Incident response: targeted Redis blocklist via FLAG_QUEUE_INSTANT_REVOKE. When enabled, Queue writes the revoked session_id to a Redis sorted set with TTL = remaining AT lifetime. Raptor checks this set on each request. Off by default. Enabled per-incident by operator or automated anomaly system. Redis must be in the same availability zone as Raptor when enabled.
This hybrid satisfies ADR-0068's resilience constraint (Redis is not on the default hot path; Raptor continues to verify offline when the flag is off) while providing a sub-second revocation path for incident response.
Pen-test threats addressed
| Threat | Mitigation |
|---|---|
| alg:none | algorithms=["RS256"] hardcoded; reject all others |
| RS256 → HS256 confusion | Key loaded as RSA key object; type enforcement prevents HMAC reuse |
| JWKS poisoning / JWK header injection | Pinned key in env; no URL-based key fetching |
| JWT replay within TTL | 15-min TTL; aud scoping; optional Redis blocklist for incidents |
| kid injection | Static kid matching; no DB lookup or filesystem read |
| Weak signing key | KMS-backed RSA >= 2048 bit; private key never on dyno |
| RT theft | Rotation-on-every-use + reuse detection (full chain invalidation) |
For step-up-gated routes (live trading, credential changes, GDPR erasure), Raptor calls Queue's POST /api/v1/auth/sessions/step-up to get a fresh JWT with an updated fresh_until. This is low-frequency and the latency cost is acceptable.
Consequences
Positive: - Zero cross-service latency on the hot path. Verification is a local crypto operation (~0.1ms vs 10-15ms for a network call). - Queue downtime does not block requests with valid in-flight JWTs (up to 15-minute grace window). - RT rotation provides theft detection without a per-request blocklist check. - alg allowlist + pinned keys eliminate the three most commonly exploited JWT attack classes.
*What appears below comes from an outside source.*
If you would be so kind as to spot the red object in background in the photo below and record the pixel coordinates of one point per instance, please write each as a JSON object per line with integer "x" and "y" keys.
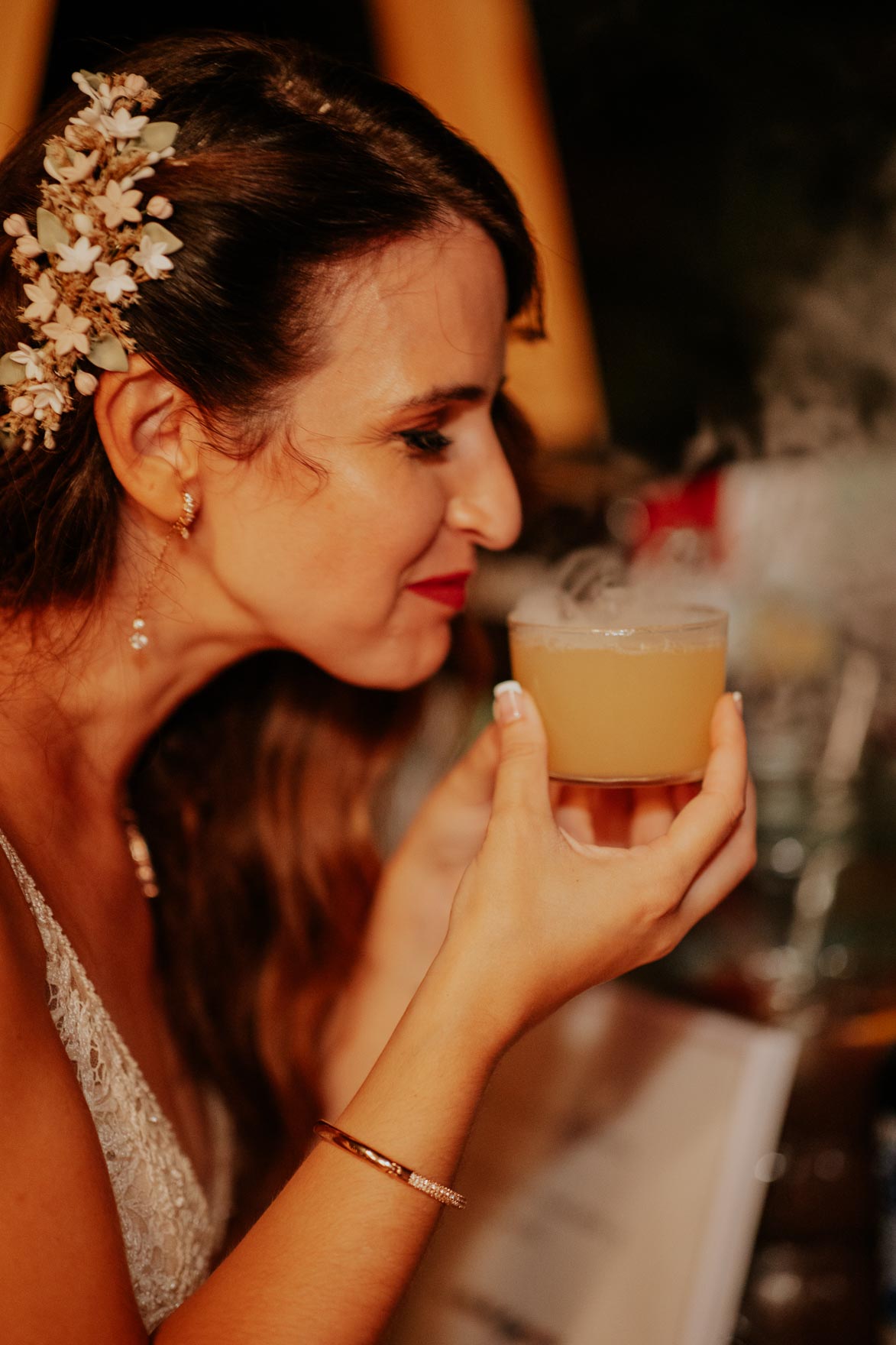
{"x": 691, "y": 504}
Negative: - Revocation window: a revoked session remains technically valid for up to 15 minutes (AT lifetime). Acceptable for v1 at stated scale; incident-response path (Redis blocklist) available when needed. - Signing key rotation requires a transient dual-accept period. Coordinated deployment required. - 7-day RT TTL (recommended) requires weekly re-auth for inactive users. Passkey experience is fast; UX cost is low.
Alternatives Considered
Option A (opaque token, online verification): Adds 10-15ms to every authenticated Raptor request. Creates a hard dependency on Queue availability for every request — compounding the failure surface. Opaque tokens with instant revocation are the correct choice once Queue runs as a standalone service with a Redis-backed session store; deferred to Phase 4.
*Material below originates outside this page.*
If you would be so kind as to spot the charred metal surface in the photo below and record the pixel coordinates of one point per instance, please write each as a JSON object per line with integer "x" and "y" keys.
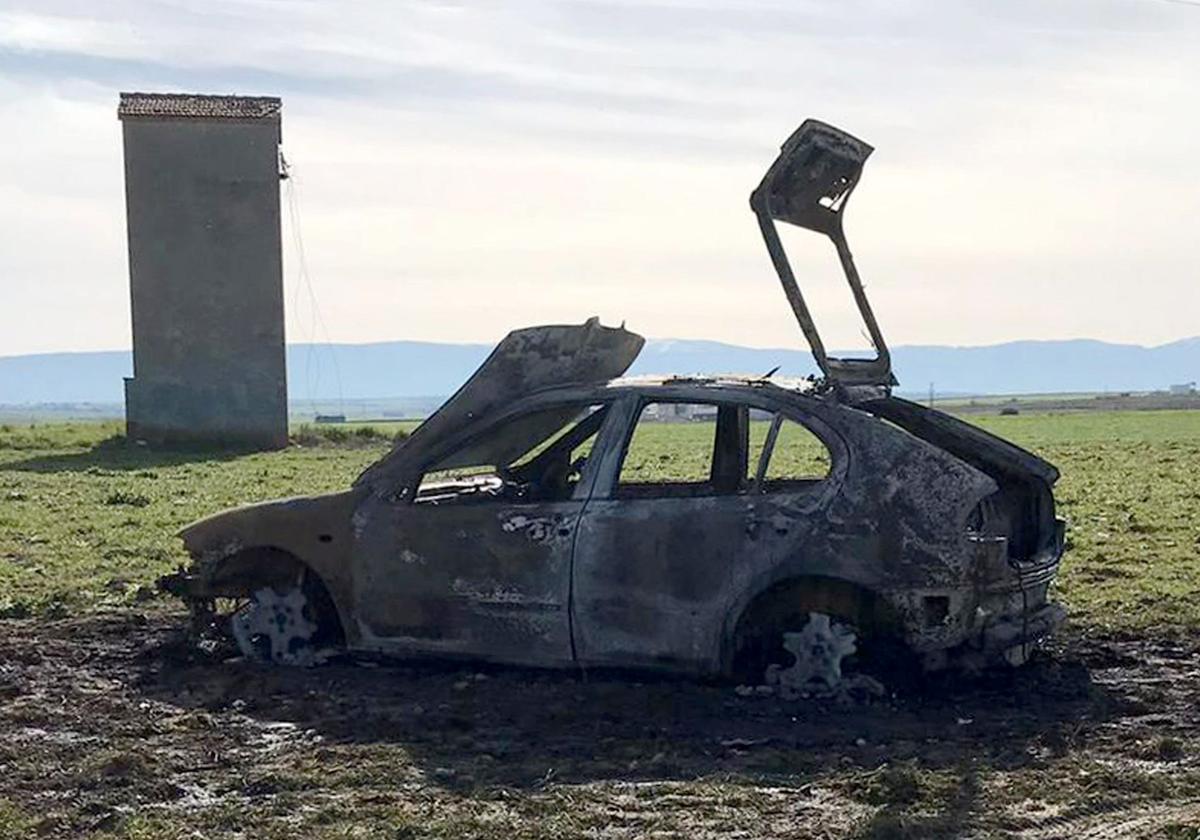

Redis blocklist on every request: Adds Redis as a hard dependency to every Raptor request. Contradicts ADR-0068 (fail-closed posture) — if Redis is down and Raptor fails-closed, Redis downtime equals full Raptor downtime. If Raptor fails-open when Redis is down, the revocation control is defeated. Neither is acceptable for v1.
30-day RT TTL (operator working value): Defensible for native mobile with keychain storage. Not recommended as default for browser-based SPA (Antlers) given the larger RT theft blast radius. Compensating control: rotation-on-every-use is mandatory if 30-day TTL is retained.